Parkcrest Plastic Surgery is proud to offer breast reconstruction to patients in St. Louis, St. Charles, Chesterfield, O’Fallon, St. Peters, Creve Coeur, and surrounding areas. Our staff’s caring attitude and top-notch plastic surgery services are two main reasons women trust us to perform their breast reconstruction in St. Louis. If you would like more information, please contact us today to set up an evaluation so we can help find a procedure that works for you.

What Is Breast Reconstruction?

Breast reconstruction is an operation to return the shape of the breast after a mastectomy (removal of the breast) or lumpectomy (removal of part of the breast). Breast reconstruction offers hope to women who are losing a breast — or have already lost one — to cancer or other disease. This procedure can often be performed immediately after the mastectomy or lumpectomy; however, some health conditions may require the patient to wait before undergoing reconstructive surgery.

Breast Reconstruction

What Is a Breast Reconstruction Procedure?

Breast reconstruction usually involves more than one operation, and follow-up procedures may be performed on an outpatient basis. Sometimes surgery is performed on the natural breast to better match the reconstructed breast; however, this creates additional scars.

Options for Breast Reconstruction Procedures Offered in St. Louis

Tissue Expander with Breast Implant

This is the most common of breast reconstructions not only in St. Louis, but across the country. In this procedure, a silicone tissue expander is placed under the skin. Once sutures are removed, saline is added weekly to the expander, which gradually stretches the skin. When the skin has been sufficiently stretched, the tissue expander is removed and replaced by a silicone-gel or saline-filled breast implant. Nipple reconstruction, if desired, may be performed when appropriate.

Advantages: This procedure offers the simplest reconstruction and shortest recovery from surgery. This is often the favored procedure for people who have health problems or contra-indications to extensive surgery.

Disadvantages: Multiple trips to the office are required over several weeks or months to undergo expansion.

Possible Complications:

  • Loss of breast skin, requiring removal of implant (if you have undergone radiation, this procedure may not be advisable as you are at increased risk for skin loss)
  • Noticeable outlines of the implant due to capsule formation
  • Breast firmness due to tight or thick capsule formation
  • Thin breast skin

Latissimus Dorsi Myocutaneous Flap

This surgery involves moving the latissimus dorsi muscle and overlaying skin from the back to the chest to create a new breast mound.
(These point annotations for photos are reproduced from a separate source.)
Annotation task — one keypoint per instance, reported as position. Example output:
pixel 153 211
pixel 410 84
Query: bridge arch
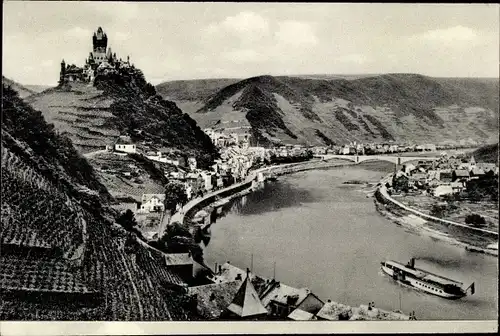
pixel 391 159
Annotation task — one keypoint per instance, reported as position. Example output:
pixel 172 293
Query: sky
pixel 175 41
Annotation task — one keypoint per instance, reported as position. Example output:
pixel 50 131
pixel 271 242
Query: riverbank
pixel 471 239
pixel 304 230
pixel 241 188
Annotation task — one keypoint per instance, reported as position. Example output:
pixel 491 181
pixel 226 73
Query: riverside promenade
pixel 252 177
pixel 383 192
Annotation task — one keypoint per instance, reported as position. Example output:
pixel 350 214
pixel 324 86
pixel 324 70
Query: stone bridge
pixel 398 160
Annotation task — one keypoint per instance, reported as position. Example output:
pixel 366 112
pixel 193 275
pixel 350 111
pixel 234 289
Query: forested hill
pixel 316 111
pixel 488 153
pixel 122 103
pixel 62 258
pixel 22 90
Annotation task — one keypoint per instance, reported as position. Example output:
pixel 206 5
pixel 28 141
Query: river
pixel 328 236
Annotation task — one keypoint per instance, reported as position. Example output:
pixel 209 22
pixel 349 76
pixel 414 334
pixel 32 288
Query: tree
pixel 475 220
pixel 174 194
pixel 127 220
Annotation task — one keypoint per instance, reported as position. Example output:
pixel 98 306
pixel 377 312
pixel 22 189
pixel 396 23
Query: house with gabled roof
pixel 213 299
pixel 246 303
pixel 281 300
pixel 125 144
pixel 460 175
pixel 153 203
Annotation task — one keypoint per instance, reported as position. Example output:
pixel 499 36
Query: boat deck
pixel 426 275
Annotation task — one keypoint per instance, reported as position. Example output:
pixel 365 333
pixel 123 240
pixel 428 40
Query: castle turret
pixel 100 41
pixel 100 44
pixel 63 72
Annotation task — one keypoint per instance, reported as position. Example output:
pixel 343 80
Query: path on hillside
pixel 92 154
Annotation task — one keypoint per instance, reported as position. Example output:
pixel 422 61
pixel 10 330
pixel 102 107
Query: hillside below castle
pixel 322 110
pixel 108 97
pixel 62 257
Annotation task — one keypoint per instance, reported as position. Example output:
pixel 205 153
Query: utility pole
pixel 400 309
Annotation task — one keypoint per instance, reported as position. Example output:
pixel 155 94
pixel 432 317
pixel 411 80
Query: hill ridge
pixel 395 106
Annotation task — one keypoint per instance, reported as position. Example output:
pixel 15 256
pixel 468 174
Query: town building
pixel 181 264
pixel 281 300
pixel 213 299
pixel 153 203
pixel 192 163
pixel 124 144
pixel 100 60
pixel 443 190
pixel 246 303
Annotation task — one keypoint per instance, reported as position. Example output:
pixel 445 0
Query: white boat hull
pixel 423 286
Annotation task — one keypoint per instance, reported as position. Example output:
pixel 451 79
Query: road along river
pixel 328 236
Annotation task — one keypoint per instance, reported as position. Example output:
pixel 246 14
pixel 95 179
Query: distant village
pixel 230 292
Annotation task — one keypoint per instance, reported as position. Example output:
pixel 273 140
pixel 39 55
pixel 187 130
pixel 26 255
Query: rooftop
pixel 301 315
pixel 177 259
pixel 213 299
pixel 246 302
pixel 331 311
pixel 148 197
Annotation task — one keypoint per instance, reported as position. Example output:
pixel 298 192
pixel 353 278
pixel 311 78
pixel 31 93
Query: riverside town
pixel 256 198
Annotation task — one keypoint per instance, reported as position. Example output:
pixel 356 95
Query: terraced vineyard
pixel 62 258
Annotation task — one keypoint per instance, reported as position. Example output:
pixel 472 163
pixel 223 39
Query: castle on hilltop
pixel 100 60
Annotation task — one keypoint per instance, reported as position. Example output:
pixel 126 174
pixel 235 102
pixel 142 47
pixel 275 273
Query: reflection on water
pixel 332 240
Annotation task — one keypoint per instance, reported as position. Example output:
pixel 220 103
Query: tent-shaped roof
pixel 246 302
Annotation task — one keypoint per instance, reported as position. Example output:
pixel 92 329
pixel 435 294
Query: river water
pixel 327 236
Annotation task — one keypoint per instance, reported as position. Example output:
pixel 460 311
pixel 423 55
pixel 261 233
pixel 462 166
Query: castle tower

The incision is often made along the bra line so the scar may be concealed. Blood transfusions are not usually required for this kind of breast reconstruction. A breast implant can be placed under the flap, if necessary, to balance a difference in size. Nipple reconstruction is done later.

Advantages: This is a very reliable procedure, which provides a good environment for an implant. The chances of capsule formation around the implant are reduced.

Disadvantages: The procedure creates a scar across the back.

Possible Complications:

  • Circulation problems with the flap
  • Formation of a tight or thick capsule around the implant
  • Symptoms from use of latissimus muscle, such as decreased strength
  • Loss of back skin, requiring skin grafting
  • Collection of fluid (seroma) under incision, requiring needle aspiration

Rectus Abdominis Myocutaneous Flap

This is the most complicated and the longest reconstructive procedure, involving about four to five hours of surgery. One of the abdominal muscles is tunneled, along with the overlying skin, up to the chest. The breast mound is created to match the opposite side. A blood transfusion may be required. You may donate your own blood prior to surgery to be reinfused during the procedure.

Breast implants are not usually required. The tissue is generally adequate to match the size of the opposing breast. If the opposite breast is large or pendulous, it can be decreased in size by a breast reduction or, when appropriate, the opposite breast may be enlarged or lifted. Breast reconstruction patients must stop smoking six weeks prior to and six weeks following surgery. Failure to comply may result in death of the flap. A synthetic mesh may be placed over the area where the muscle is removed to strengthen the abdominal wall and minimize the chance of hernia formation. Nipple reconstruction is done as a second procedure. Some further contouring of the new breast mound at the same time may be necessary.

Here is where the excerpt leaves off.